In particolare la cripta è meritevole di una visita perché le sue pareti sono state adornate con le ossa di 4.000 frati.

Sulle volte della cripta, inoltre, spicca il poco rassicurante monito: “Noi eravamo quello che voi siete e quello che noi siamo voi sarete”.

Parolacce “antiche” nella chiesa di San Clemente

La Basilica inferiore di S. Clemente, a Roma, non è tra le più famose tra i turisti. Eppure questa chiesa conserva al suo interno una vera “chicca”.

Proprio in mezzo agli affreschi che ne decorano le pareti spuntano delle vignette in lingua volgare contenenti insulti, sproloqui e parolacce come “figlio di put…”.
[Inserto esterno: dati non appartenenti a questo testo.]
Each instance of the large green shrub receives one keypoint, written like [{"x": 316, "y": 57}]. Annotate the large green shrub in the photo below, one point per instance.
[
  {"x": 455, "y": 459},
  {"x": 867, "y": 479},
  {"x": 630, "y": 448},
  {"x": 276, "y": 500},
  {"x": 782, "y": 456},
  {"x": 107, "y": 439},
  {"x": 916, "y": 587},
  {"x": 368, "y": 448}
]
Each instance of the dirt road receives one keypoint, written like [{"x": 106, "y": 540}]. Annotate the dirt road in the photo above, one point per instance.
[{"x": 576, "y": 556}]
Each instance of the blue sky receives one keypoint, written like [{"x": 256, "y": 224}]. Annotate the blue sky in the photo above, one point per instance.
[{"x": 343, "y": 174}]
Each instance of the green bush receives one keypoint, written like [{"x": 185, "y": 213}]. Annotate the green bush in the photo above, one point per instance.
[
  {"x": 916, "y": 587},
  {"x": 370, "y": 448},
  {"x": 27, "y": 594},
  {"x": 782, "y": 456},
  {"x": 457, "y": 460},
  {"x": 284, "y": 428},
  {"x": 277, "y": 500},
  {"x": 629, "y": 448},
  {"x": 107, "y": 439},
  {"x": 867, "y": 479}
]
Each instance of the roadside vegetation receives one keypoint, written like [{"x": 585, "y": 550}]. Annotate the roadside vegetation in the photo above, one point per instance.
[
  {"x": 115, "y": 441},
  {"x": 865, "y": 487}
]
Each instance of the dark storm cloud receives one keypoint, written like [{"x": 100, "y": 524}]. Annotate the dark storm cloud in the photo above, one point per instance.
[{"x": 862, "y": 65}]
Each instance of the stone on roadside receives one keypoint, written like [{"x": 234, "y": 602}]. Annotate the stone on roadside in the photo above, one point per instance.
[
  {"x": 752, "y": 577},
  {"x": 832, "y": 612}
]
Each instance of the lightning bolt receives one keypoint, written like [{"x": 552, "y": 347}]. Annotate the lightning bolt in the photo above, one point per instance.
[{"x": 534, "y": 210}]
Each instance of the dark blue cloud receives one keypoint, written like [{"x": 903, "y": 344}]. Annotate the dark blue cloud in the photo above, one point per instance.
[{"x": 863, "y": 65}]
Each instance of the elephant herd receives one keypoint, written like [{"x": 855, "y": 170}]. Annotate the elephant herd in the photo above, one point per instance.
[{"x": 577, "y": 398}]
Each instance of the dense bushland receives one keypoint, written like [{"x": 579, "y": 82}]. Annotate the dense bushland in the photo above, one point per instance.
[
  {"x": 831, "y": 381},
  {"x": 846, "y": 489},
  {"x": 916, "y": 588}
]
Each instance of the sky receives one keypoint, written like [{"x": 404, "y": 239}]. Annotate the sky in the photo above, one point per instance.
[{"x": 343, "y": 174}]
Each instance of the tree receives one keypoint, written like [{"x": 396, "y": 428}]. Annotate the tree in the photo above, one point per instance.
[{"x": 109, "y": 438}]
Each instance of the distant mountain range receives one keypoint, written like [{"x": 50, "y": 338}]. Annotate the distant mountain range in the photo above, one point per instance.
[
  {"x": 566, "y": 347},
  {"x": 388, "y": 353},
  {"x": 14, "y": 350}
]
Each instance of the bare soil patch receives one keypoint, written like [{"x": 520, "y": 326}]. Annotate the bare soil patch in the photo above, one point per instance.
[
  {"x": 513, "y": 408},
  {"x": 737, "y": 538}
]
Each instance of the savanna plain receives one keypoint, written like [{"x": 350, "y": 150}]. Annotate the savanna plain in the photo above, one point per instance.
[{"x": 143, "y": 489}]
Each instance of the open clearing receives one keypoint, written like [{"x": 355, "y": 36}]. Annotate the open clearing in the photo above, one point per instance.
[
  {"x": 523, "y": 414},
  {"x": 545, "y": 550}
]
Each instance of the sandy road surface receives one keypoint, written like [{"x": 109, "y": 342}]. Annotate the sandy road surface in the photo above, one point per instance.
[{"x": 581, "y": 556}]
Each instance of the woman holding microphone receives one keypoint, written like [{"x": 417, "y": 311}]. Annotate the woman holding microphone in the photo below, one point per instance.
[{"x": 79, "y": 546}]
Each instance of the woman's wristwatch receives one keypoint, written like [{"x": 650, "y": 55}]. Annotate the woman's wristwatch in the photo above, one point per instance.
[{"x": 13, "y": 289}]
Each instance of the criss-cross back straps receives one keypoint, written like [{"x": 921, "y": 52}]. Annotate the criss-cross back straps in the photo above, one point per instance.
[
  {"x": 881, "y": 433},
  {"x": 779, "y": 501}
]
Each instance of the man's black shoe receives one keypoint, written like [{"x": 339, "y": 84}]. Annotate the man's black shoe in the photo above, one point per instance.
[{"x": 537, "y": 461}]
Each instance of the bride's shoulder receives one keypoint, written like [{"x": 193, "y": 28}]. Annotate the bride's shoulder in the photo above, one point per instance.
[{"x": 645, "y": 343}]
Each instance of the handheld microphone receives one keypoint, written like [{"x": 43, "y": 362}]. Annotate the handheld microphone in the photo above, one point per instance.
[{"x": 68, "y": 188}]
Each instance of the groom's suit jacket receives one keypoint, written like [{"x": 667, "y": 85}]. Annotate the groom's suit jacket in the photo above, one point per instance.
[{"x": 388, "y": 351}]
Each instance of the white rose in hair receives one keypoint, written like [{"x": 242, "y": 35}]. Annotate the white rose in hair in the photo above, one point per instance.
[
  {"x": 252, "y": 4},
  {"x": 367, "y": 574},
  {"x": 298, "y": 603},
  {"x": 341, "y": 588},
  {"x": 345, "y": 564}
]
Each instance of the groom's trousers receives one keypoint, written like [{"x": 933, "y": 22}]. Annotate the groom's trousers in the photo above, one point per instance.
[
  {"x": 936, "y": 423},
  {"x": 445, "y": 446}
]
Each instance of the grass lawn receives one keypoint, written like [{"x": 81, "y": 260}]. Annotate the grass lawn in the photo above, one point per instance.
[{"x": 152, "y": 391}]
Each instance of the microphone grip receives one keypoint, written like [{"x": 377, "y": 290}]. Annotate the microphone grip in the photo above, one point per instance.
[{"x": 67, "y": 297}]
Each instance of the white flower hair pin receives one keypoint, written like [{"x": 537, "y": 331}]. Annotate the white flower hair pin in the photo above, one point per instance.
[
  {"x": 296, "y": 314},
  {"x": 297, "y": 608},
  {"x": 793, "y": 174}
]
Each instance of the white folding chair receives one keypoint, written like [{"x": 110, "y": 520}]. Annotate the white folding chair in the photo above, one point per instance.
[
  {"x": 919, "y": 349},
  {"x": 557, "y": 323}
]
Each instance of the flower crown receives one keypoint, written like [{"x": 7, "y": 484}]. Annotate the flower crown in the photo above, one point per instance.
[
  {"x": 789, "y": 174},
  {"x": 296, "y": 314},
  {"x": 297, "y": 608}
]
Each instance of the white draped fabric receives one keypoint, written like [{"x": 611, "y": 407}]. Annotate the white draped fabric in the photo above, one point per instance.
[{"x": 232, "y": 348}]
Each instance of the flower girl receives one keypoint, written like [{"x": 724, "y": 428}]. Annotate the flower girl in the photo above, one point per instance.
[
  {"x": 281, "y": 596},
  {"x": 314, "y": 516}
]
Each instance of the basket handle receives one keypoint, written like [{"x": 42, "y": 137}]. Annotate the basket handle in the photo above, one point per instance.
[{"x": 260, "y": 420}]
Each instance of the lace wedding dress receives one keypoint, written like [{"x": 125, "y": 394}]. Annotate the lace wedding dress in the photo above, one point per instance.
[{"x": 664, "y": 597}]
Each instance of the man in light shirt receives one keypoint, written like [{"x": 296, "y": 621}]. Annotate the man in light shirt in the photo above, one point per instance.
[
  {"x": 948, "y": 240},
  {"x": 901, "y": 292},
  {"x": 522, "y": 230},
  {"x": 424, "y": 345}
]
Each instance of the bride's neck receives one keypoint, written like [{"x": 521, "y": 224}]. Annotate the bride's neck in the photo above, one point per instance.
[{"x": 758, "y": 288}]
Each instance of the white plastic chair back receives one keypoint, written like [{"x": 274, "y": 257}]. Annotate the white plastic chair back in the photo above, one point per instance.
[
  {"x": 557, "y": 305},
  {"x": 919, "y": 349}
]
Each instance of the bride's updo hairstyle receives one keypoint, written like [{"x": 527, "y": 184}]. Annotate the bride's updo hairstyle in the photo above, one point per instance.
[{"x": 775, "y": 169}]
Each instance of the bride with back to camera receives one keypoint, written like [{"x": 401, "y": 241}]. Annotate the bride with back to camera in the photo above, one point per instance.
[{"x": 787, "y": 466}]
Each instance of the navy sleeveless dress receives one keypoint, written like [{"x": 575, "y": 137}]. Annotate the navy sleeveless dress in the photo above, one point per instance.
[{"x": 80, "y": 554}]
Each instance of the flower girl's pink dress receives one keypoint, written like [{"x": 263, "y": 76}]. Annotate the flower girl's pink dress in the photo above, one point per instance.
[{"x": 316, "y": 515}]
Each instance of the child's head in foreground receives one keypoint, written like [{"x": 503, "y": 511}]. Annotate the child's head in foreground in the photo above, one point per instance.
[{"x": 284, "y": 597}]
La palla di cannone “miracolosamete” incastrata nelle pareti

Un’altra chiesa romana, quella di S. Bartolomeo all’isola, fu colpita da una cannonata del 1849 durante il sanguinoso assedio della Capitale. E fin qui nulla di strano.

Sapevi, però, che da allora una palla di cannone è rimasta incastrata nel muro della Cappella del Sacramento e lì è ancora oggi conservata.

L’evento è talmente incredibile che viene ritenuto miracoloso: all’epoca del bombardamento la chiesa era piena di persone in preghiera ma non ci fu nessun morto né alcun ferito. I romani ritengono che a fermare la forza distruttrice della cannonata fu l’intervento divino.

Il fiume sotterraneo della Basilica di San Clemente

Una leggenda popolare vuole che proprio al di sotto della Basilica di S. Clemente scorra un fiume. Il corso d’acqua nelle epoche passate era visibile ma, per motivi di sicurezza ed ordine pubblico,  in seguito fu murato.

Ciononostante i visitatori più attenti della Basilica, proprio in corrispondenza del muro che ha coperto alla vista il fiume, potranno ancora ascoltare il rumore prodotto dallo scorrere dell’acqua. Provare per credere!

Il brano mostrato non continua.